Mountain top grazing turned to restless movement, then down the steep slope they went. That Herd moves with equal ease from high to low or low to higher territories.
Just look at the buoyancy and light-hearted spirit in this very pregnant mare! With her eyes lit up and her positive disposition, she is a sight to behold.
“Those who contemplate the beauty of the earth find reserve of strength
that will endure as long as life lasts.
There is something infinitely healing in the repeated refrains of nature-
the assurance that dawn comes after night, and spring after winter.”
Like any baby, this week old foal is willing to put anything it his mouth. Moving through a tall mustard seed patch, this week old colt seems entertained by the oddity of his surroundings after the more usual grassy hills.
“Climb up some hill at sunrise. Everybody needs perspective once in a while, and you’ll find it there.
– Robb Sagendorph
Wintering yearlings in a dramatic landscape march past in a well ordered sequence.
I couldn’t help but think this colt, with his brown on white spots, in this soft springtime palette, looked like an Easter Bunny.
Pouring rain energized these newly weaned colts and fillies on an autumn day. They alternated between brief periods of galloping in groups to nervous grazing on the fresh grass. The first week without their mothers is fraught with a million over-reactions which bloom into fitful romps.
This foal caught me by surprise with it’s burst of exuberant energy; this spontaneous friskiness did not go unnoticed by a nearby herd mate.
A tender moment between a foal and it’s mother. The expression on the foal’s face is filled with fondness. Moments like these make it harder to not attach human attributes to animals.
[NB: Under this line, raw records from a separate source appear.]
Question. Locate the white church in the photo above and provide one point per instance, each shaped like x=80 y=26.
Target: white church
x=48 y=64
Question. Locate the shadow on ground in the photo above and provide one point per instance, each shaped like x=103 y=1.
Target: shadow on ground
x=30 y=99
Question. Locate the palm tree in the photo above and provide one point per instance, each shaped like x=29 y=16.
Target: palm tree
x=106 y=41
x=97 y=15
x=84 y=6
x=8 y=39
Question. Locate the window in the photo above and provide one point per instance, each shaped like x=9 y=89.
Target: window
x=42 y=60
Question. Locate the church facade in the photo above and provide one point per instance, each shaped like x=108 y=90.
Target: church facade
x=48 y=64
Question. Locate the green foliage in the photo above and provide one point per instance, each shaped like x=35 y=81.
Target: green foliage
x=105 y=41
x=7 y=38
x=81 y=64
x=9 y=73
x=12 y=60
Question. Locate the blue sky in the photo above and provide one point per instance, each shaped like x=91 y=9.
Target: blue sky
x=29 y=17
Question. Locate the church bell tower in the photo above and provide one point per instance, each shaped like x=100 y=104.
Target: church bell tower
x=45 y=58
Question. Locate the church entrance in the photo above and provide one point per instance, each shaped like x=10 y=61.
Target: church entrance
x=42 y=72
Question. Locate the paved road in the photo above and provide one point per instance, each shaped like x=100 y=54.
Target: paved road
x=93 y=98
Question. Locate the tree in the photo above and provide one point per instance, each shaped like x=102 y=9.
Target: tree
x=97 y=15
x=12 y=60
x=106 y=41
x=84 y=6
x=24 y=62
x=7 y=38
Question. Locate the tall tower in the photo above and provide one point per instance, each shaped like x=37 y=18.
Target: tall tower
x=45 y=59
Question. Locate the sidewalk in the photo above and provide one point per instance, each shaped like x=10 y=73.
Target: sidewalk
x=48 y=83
The perceptions about animal emotions and motivations have long been a topic of conversation; science, art history, mythology, religion, literature and film all have anthropomorphism entwined into their histories. I have long been cautioned to avoid assumptions that animals share any of the same social and emotional capacities of humans and I’m okay with that. Observable evidence is the term used with animal behavior. I have to admit, though, that sometimes the observable evidence looks very human.
This foal spent several moments touching and nuzzling it’s mother’s face, whiskers, eyes and neck. The foal appeared to be simply exploring and connecting with it’s mom. The mare seemed to enjoy the attention and reciprocated delicately.
Mares give a quick nip to the hamstring of roughly nursing foals to remind them to be gentle. However, as shown in the second image, mares are more often gentle and attentive with their babies. This is the same mare and foal, in case that’s not obvious.
” … the redness had seeped from the day and night was arranging herself around us. Cooling things down, staining and dyeing the evening purple and blue black.”
— Sue Monk Kidd, The Secret Life of Bees
“All failure is failure to adapt, all success is successful adaptation.”
This old mare manages quite well in her environment with the limitation of having only one eye. She has raised several foals and maintained a great attitude; she is an integral member of her herd.